In una fase precedente del procedimento, avviato secondo le disposizioni previste dal “Codice Rosso”, all’indagato erano stati imposti l’allontanamento dall’abitazione familiare, il divieto di avvicinamento alla persona offesa e l’utilizzo del braccialetto elettronico.
L’attività investigativa ha preso avvio dalla denuncia dell’ex moglie dell’uomo, che aveva segnalato presunti episodi di violenza domestica e richieste di denaro.

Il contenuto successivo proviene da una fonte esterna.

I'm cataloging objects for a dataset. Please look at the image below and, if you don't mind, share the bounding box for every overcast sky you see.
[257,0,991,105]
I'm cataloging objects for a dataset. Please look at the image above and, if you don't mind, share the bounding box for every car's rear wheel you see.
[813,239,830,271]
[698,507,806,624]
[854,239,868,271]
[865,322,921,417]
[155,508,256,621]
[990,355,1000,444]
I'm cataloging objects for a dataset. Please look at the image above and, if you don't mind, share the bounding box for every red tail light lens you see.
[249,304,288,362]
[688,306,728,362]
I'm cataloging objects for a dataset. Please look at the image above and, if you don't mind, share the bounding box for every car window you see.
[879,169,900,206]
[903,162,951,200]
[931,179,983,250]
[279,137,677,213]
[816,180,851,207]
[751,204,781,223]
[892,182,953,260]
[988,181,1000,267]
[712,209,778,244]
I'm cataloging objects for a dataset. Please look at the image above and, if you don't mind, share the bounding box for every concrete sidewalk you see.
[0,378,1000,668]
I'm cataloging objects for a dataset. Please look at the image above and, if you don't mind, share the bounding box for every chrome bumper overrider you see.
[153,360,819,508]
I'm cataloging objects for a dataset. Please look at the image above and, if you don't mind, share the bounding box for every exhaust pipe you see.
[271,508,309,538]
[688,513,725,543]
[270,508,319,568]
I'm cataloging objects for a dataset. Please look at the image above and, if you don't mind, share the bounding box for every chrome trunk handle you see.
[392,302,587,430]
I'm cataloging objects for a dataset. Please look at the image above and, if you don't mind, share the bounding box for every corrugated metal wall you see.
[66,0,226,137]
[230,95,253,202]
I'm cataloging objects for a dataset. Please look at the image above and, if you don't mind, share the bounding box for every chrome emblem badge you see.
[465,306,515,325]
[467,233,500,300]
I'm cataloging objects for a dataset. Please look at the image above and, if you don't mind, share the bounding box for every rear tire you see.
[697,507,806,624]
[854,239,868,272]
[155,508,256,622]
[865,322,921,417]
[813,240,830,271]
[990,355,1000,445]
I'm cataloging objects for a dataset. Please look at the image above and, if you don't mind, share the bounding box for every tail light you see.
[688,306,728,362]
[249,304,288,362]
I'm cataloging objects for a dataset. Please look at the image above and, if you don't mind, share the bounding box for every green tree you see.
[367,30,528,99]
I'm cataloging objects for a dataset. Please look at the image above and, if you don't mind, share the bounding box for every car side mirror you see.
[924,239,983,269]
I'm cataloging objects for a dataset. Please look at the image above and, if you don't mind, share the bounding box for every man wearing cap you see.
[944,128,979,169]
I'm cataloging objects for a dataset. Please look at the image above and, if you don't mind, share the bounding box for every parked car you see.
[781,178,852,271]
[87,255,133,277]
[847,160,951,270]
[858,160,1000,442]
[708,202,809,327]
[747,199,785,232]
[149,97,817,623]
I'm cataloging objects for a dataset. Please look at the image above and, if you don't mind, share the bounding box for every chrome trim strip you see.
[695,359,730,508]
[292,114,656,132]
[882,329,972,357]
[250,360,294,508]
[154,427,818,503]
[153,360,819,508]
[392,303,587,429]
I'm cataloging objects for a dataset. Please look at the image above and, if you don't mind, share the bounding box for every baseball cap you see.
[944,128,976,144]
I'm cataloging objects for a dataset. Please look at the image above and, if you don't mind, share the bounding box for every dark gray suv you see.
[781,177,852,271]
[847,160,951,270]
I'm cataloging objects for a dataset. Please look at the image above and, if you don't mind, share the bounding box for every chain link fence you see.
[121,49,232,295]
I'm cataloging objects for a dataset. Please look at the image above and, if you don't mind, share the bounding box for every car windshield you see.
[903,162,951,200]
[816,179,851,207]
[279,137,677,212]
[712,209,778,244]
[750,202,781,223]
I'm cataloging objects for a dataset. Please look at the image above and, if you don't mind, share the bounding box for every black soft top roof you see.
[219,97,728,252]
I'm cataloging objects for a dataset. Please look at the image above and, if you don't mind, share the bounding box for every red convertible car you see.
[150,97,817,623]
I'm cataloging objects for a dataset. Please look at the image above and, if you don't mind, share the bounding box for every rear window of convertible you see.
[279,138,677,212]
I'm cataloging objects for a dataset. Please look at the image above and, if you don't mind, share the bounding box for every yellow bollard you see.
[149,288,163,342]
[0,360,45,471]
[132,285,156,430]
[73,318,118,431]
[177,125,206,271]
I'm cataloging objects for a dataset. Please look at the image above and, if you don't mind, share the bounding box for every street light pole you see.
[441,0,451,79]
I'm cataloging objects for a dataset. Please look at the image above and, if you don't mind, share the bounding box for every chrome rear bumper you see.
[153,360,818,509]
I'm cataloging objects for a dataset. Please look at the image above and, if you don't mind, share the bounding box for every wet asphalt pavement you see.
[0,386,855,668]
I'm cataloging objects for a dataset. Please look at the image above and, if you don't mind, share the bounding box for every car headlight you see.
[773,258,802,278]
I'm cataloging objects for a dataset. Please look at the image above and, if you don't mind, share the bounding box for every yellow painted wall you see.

Gli approfondimenti condotti dai militari dell’Arma e coordinati dalla Procura della Repubblica hanno permesso di delineare gli elementi che avevano portato all’adozione della prima misura cautelare.
Successivamente, il giudice per le indagini preliminari del Tribunale di Agrigento ha disposto un aggravamento delle prescrizioni, sostituendo le precedenti misure con la custodia cautelare in carcere.
L’uomo è stato individuato dai carabinieri e, dopo le procedure di rito, è stato trasferito nella casa circondariale di Agrigento.